In blind tests, participants were asked to pick whether a review was AI-generated or human-written:

Review accuracy ranged from 22% to 80%, falling near chance (50%) overall
Reviews with coherent tone and moderated emotion felt more realistic

Key insight: When done well (e.g., balanced style, neutral emotion), AI reviews can “pass” as human-written.

7. Input Sources: Subtitles vs. Screenplays

Reviews based on subtitles skew more sentimentally extreme
Screenplay inputs produce more balanced and controlled sentiment across models

8. Model Comparison Summary

Model	Emotional Style	Semantic Similarity	Human-Realism	Best Use Case
GPT‑4o	Very positive, warm, optimistic	🥇 Highest	High	Introducing viewers to feel-good movies
DeepSeek‑V3	Balanced, objective, neutral	🥈 Strong	Highest	Balanced critical reviews, moderate sentiment
Gemini‑2.0	Intense negative emotion	🥉 Lower	Lower	Strong emotional expression in critiques

GPT‑4o stands out for stylistic consistency; Gemini‑2.0 for emotional intensity; DeepSeek‑V3 for balance and credible neutrality.

9. Strengths and Remaining Gaps

✅ Strengths:

Excellent fluency and structural coherence
High realism results in human participants being unsure
Persona prompting boosts expressiveness and variation

⚠️ Gaps:

Emotional richness and stylistic subtlety still lag behind human authors
AI tends to exaggerate positivity or negativity
Cultural and regional nuance needs improvement

10. Practical Implications

🧠 For Filmmakers & Industry:

AI-generated reviews could complement user reviews, especially early for promotion or summary.
Fine-tune models by genre to manage sentiment tone more precisely.

🛠️ For LLM Developers:

AI setups may require emotion calibration to avoid exaggerated tones.
Input choice (screenplay vs. subtitles) significantly affects output quality and tone.

✅ For Review Platforms:

Human-AI blending as a helper tool, not a replacement
Use emotion-tone detection to balance voices for curated feeds

11. Discussion & Future Research

Future directions include:

Collecting reviews across broader genres and non-English films
Exploring richer persona frameworks (e.g., critic vs. fan)
Incorporating multimodal inputs—audio tone, poster visuals
Evaluating cultural authenticity and bias detection

12. Conclusion

This in-depth study demonstrates that LLMs are now fluent enough to craft structurally coherent, sentiment-laced movie reviews, with GPT‑4o leading in realism and consistency. Nonetheless, emotional subtlety and stylistic depth still lag. Among the models, DeepSeek‑V3 strikes the best balance, making it ideal where neutrality and credibility matter most.

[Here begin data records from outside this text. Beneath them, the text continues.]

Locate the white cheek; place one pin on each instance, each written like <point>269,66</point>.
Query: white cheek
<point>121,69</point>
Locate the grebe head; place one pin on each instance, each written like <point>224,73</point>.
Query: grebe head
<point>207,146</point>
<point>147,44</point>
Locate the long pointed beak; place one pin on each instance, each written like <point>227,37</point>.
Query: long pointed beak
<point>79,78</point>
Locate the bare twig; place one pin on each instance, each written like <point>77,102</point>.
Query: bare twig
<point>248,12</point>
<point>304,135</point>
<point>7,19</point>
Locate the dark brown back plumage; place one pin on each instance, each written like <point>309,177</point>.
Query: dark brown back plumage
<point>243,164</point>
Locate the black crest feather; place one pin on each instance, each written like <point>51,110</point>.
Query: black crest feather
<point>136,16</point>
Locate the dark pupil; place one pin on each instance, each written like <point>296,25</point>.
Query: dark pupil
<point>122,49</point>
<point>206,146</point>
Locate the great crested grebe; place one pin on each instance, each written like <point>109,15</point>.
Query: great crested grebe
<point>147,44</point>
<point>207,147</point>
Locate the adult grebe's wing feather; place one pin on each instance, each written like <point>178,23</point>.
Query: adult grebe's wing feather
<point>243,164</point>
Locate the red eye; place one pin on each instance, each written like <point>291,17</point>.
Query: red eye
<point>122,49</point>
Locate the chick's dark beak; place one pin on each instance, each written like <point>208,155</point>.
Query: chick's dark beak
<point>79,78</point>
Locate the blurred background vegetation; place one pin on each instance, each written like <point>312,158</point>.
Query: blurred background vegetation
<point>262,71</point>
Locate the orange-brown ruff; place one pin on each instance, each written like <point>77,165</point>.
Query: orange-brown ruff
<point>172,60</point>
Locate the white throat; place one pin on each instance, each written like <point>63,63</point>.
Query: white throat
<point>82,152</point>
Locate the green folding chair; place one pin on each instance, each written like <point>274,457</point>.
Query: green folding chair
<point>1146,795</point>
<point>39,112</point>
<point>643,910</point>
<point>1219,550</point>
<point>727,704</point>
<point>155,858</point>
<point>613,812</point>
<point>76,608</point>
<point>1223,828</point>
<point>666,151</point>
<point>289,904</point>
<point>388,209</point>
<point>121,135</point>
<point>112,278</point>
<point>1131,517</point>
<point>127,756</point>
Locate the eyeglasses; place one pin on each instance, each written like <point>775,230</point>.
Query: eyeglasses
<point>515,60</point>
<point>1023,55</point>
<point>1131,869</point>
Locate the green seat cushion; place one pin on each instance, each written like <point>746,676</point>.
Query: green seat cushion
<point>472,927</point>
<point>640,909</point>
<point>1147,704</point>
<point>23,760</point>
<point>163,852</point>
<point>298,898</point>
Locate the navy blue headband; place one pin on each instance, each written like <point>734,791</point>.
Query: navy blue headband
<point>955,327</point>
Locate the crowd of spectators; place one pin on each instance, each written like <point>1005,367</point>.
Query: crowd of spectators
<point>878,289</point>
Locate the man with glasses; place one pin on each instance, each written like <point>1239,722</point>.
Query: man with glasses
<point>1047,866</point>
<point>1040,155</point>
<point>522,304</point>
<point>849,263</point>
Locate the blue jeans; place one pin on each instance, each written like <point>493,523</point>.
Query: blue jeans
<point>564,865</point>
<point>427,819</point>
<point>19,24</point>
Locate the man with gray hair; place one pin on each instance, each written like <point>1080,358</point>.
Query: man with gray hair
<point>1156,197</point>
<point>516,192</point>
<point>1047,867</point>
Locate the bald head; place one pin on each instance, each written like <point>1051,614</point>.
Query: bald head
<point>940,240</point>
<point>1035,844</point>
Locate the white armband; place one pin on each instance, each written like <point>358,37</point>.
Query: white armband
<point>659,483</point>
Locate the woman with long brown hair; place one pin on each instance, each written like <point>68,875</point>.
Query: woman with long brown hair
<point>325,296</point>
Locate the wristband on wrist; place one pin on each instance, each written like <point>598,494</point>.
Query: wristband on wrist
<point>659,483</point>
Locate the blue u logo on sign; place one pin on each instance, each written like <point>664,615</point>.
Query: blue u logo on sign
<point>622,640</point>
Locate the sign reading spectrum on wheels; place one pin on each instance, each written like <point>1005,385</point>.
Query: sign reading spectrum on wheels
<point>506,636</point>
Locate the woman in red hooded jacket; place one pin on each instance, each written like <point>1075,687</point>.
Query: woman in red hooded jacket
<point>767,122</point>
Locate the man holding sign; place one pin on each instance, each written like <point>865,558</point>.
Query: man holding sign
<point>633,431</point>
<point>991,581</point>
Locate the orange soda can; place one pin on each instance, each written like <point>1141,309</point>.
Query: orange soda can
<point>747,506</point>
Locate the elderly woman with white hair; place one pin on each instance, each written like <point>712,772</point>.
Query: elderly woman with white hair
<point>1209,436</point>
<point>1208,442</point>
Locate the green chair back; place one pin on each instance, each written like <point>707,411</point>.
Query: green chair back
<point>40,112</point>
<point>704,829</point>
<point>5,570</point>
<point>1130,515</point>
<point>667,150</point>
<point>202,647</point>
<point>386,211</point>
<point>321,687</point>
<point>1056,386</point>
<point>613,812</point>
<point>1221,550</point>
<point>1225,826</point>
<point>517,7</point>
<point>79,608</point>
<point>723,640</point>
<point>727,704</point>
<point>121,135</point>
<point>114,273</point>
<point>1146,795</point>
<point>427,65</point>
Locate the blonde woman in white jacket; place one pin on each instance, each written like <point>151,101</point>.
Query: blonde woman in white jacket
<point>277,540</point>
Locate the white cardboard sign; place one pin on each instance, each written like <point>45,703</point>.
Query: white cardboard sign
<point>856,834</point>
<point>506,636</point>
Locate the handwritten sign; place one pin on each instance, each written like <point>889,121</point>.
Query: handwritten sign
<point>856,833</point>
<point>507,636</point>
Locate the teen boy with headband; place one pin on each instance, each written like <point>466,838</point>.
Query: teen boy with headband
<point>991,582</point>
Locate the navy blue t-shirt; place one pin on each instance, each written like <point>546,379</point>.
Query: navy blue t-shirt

While not perfect substitutes for human reviews, AI-generated content is increasingly viable as complementary tools, ready for applications in marketing, review augmentation, or curiosity-driven content creation. As LLMs evolve, so will their capacity for capturing artistic nuance and emotional authenticity in creative writing.